Disquantified: The Humanities in the Age of Metrics
Christopher Newfield, English
Aashish Mehta, Global Studies
Heather Steffen, Chicano Studies Institute
“Disquantified: Critical Perspectives on Metrics Culture” is an interdisciplinary workshop and conference that will bring outside scholars to UCSB to review draft publications created by the “Limits of the Numerical: Metrics and the Humanities in Higher Education” research group, which has been collaborating for 3 years at UCSB to develop a cultural approach to the study of data cultures in higher education. It will also bring cutting-edge scholarship on data cultures to UCSB’s campus with a one-day conference open to the public.
Modeling the Pacific: Oceanic Research in Science, Technology, and the Humanities
Christina Vagt, Germanic and Slavic Studies
Wolf Kittler, Germanic and Slavic Studies
This international conference brings together scholars from humanities and sciences to discuss the history and function of measuring and modeling techniques for the scientific study of oceans, in general, and of the Pacific Ocean, in particular, and to connect the scientific mode of dealing with oceans and marine life with approaches from media studies, history of science, and literature. It is a cooperation with the Institute for Advanced Studies in Media Cultures of Computer Simulations (MECS) in Lüneburg, Germany.

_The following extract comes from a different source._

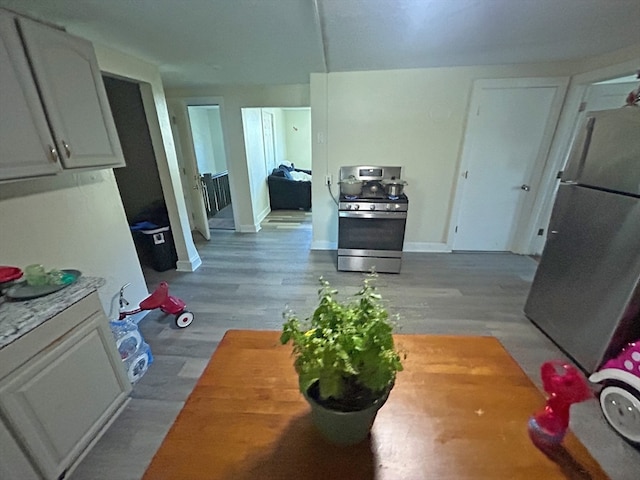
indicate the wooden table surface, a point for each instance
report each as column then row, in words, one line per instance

Timely Intersections: Black Histories on the Page and Stage
Christina McMahon, Theater and Dance
Stephanie Batiste, English and Black Studies
To commemorate the Theater Department’s stage adaptation of the Civil Rights-themed middle-grade novel, Watsons Go to Birmingham – 1963, we are organizing an interdisciplinary symposium to explore the complexities of adapting Black histories to the page and stage. As both literature and theater have advanced causes of Black liberation across historical eras and genres, we will consider creative adaptations of Black (hi)stories as both conduit for social change and mode of education. We also ask how intersections of Black histories, performance, and literature might forward education and critical thought about Black liberation causes as both crucible of national violence and world-shaping revolution.

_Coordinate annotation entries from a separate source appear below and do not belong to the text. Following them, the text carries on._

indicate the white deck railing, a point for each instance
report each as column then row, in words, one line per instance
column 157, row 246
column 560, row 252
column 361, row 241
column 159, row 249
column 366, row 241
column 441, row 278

Collaborative Arts Teaching Program Award
For community-engaged visual and performing art projects housed within UCSB courses.

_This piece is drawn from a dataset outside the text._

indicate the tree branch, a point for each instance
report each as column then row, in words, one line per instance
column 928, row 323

Opera Outreach: Lucinda, a Children’s Opera
Isabel Bayrakdarian, Music
“Opera Outreach” is a course offered annually in the Department of Music as MUS A139/A239 and taught by Dr. Isabel Bayrakdarian. It involves the preparation of operatic scenes (sung in English) and performed at various high schools and elementary schools in the Santa Barbara area. In Fall 2019, a new initiative will involve bringing Grade 5 and Grade 6 students from various elementary schools in the Goleta Union School District to attend live matinee performances of the children’s opera, Lucinda y las Flores de la Nochebuena (composed in 2016 by Evan Mack), performed at UCSB’s intimate Karl Geiringer Hall in the Department of Music. Based on the Mexican folk tale, Lucinda y las Flores de la Nochebuena tells the story of how the poinsettia became a meaningful symbol of the holiday season. Written in a combination of English and Spanish, this lovely holiday opera transcends religious preference with its strong message of courage, hope, and transformation. This initiative will not only empower the students to identify and celebrate their inner strength, but it will also introduce them to opera, which is an art form that they probably have not experienced live. One soiree performance is also being planned for the general community (UCSB faculty, students, friends and family).